Most of the isolates evaluated for pathogenicity were defined as distinct ribotypes in the ITS region analysis. The isolates L.PG212, L.LDEB11, L.GO412, L.CA7A12, L.LDP211, L.GO112 and L.TAM212 showed single nucleotide polymorphisms (SNPs) unique to each ITS sequence. As proposed by Zhang et al. (2012), these SNPs can be used as molecular markers for the detection and identification of specific P. pachyrhizi races or pathotypes. Comparatively, the diversity revealed in the virulence of the isolates was greater than the genetic.

diversity.

Twizeyimana et al. (2011), in an analysis of 116 P. pachyrhizi isolates collected in Nigeria using 18 microsatellite markers, also observed a low correlation between the pathogenic and genetic variation data. According to Bux et al. (2012), genetic diversity, specially based on local regions of the genome, as the ITS regions, is independent of pathogenicity because the entire pathogen genome evolves faster than pathogenicity-regulating genes. Thus, a direct relationship between pathogenicity and genetic data would be observed if pathogenicity were controlled by many genes distributed throughout the genome.

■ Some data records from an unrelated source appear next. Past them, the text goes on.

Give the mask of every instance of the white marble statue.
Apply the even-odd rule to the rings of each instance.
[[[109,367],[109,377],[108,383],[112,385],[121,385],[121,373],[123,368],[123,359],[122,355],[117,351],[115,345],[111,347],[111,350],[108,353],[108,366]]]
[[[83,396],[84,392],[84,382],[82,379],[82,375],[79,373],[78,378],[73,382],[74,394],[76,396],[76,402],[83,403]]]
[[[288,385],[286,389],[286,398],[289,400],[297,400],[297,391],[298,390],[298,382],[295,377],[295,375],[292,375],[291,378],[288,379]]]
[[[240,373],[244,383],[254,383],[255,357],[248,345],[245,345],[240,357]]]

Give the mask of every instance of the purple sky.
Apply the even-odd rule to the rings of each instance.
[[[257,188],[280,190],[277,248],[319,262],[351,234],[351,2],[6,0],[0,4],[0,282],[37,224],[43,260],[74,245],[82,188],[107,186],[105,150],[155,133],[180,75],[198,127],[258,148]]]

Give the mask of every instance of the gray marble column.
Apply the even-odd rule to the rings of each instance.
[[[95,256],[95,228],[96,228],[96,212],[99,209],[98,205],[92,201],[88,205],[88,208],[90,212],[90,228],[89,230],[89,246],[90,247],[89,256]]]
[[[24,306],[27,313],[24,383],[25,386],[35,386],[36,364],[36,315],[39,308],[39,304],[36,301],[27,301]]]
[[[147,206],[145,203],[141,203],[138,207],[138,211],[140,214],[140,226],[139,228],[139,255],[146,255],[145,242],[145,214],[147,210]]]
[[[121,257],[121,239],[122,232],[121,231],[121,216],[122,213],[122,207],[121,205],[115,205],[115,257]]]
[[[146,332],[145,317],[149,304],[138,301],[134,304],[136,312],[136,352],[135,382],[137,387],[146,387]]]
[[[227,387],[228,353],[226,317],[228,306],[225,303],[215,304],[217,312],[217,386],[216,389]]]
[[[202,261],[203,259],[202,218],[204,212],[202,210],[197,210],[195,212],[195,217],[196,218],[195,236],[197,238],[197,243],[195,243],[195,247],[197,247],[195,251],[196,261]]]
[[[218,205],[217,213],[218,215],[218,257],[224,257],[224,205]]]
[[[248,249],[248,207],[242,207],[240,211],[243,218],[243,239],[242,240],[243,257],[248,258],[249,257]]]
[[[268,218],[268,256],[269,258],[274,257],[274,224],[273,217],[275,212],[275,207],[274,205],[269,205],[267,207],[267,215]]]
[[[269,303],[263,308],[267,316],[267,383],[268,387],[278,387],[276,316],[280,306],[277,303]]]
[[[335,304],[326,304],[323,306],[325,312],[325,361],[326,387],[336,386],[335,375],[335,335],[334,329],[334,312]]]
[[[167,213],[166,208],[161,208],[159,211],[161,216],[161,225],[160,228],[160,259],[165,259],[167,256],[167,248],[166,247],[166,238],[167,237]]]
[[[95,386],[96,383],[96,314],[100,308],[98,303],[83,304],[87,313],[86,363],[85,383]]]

Knowledge about the variability and genetic structure of P. pachyrhizi populations is extremely important, as such knowledge enables the design of better strategies for pathogen control. In the future, the new sequencing technologies might offer an incomparable possibility to access the global variability of this specie at the genome level revealing questions about its genome plasticity and evolution.